# Pandas Basics 

### Reading / Writing data

In [None]:
import pandas as pd

# Read data       
df = pd.read_csv("file.csv", delimiter = ';')             
df = pd.read_excel("file.xlsx", sheet_name = 'Sheet2') 
df = pd.read_json("file.json")

# Write Data
df.to_csv("output.csv", index = False)       

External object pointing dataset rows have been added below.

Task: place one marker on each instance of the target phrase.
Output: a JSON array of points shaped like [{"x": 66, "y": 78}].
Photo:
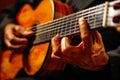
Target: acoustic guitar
[{"x": 51, "y": 20}]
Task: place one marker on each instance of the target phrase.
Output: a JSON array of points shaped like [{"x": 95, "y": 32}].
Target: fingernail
[{"x": 81, "y": 20}]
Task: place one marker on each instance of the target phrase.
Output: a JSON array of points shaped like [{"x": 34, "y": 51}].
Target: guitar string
[
  {"x": 64, "y": 23},
  {"x": 69, "y": 16},
  {"x": 48, "y": 27},
  {"x": 68, "y": 20}
]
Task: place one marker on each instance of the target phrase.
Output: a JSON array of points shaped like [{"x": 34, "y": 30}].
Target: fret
[{"x": 68, "y": 25}]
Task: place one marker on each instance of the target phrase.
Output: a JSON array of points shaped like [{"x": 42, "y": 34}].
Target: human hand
[
  {"x": 15, "y": 37},
  {"x": 89, "y": 54}
]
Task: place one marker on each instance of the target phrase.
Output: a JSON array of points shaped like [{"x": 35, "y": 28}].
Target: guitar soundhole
[{"x": 117, "y": 6}]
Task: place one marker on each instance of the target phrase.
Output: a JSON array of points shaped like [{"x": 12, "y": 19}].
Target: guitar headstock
[{"x": 112, "y": 13}]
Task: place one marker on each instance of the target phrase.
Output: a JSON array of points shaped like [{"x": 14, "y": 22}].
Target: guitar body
[{"x": 38, "y": 56}]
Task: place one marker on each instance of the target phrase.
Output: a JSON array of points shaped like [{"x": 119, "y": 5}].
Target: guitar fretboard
[{"x": 68, "y": 25}]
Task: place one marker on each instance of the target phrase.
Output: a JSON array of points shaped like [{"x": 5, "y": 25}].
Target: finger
[
  {"x": 20, "y": 31},
  {"x": 84, "y": 32},
  {"x": 55, "y": 43},
  {"x": 17, "y": 41}
]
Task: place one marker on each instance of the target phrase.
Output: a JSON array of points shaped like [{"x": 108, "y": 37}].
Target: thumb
[{"x": 84, "y": 32}]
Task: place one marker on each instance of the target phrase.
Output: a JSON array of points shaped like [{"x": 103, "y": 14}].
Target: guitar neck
[{"x": 97, "y": 16}]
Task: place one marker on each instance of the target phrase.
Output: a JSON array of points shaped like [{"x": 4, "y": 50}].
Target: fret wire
[
  {"x": 68, "y": 16},
  {"x": 99, "y": 22},
  {"x": 49, "y": 26},
  {"x": 91, "y": 21},
  {"x": 57, "y": 27}
]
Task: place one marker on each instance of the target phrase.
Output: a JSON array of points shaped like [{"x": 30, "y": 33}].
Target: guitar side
[{"x": 39, "y": 55}]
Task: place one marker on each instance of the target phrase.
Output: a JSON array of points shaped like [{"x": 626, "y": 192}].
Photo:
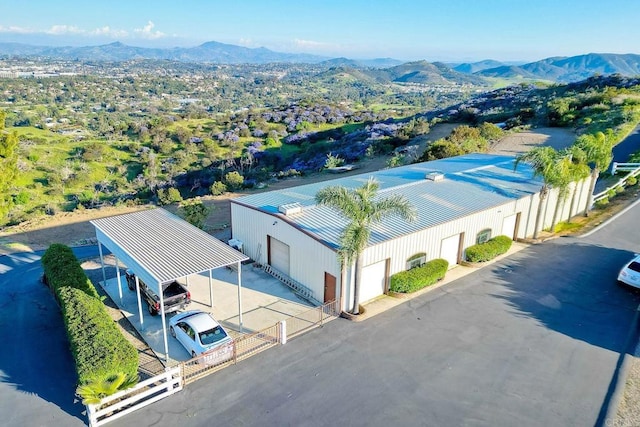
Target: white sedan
[
  {"x": 199, "y": 333},
  {"x": 630, "y": 273}
]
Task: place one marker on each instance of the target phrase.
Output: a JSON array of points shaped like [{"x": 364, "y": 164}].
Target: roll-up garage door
[
  {"x": 373, "y": 280},
  {"x": 279, "y": 255},
  {"x": 509, "y": 226},
  {"x": 449, "y": 249}
]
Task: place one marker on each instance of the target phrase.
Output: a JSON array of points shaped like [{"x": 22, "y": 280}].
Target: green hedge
[
  {"x": 62, "y": 269},
  {"x": 488, "y": 250},
  {"x": 419, "y": 277},
  {"x": 99, "y": 348}
]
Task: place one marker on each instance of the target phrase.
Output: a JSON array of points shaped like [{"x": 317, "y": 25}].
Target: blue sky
[{"x": 446, "y": 30}]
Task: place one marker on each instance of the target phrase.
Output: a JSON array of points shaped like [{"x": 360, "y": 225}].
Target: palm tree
[
  {"x": 543, "y": 161},
  {"x": 598, "y": 149},
  {"x": 363, "y": 209}
]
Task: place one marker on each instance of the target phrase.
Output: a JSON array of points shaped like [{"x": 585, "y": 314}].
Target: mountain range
[
  {"x": 555, "y": 69},
  {"x": 559, "y": 69}
]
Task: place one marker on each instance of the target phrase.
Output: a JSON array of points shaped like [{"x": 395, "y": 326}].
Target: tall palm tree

### Exploratory Data Analysis

In [None]:
import pandas as pd
import numpy as np
import matplotlib.pylab as plt
import seaborn as sn

plt.style.use('ggplot')            # bonus: make plot nicer
pd.set_option('max_columns', 200)  # expand the max columns displayed 

### First look at the data

In [None]:
df.shape    # (row, column) 
df.head()   # first 5 rows, set_option() can display more columns
df.columns  # all column names
df.dtypes   
df.describe()  # descriptive statistics of the df

### Data Cleaning

In [None]:
# 1) subset the datasets, 
df[["all columns you want to keep"]]

# 2) drop one column
df.drop(["you want to drop"], axis=1)  # axis=1: drop a column, not a row. 

# 3) save a copy 
df.copy()

In [None]:
# change data type
df['date column'] = pd.to_datetime(df['date column'], format='%Y-%m-%d')
df['date column'] = pd.to_numeric(df['date column'])

In [None]:
# rename the column, use dictionary
df.rename(columns={'old_name1':'new_name1', 'old_name2': 'new_name2', 'old_name3': 'new_name3'})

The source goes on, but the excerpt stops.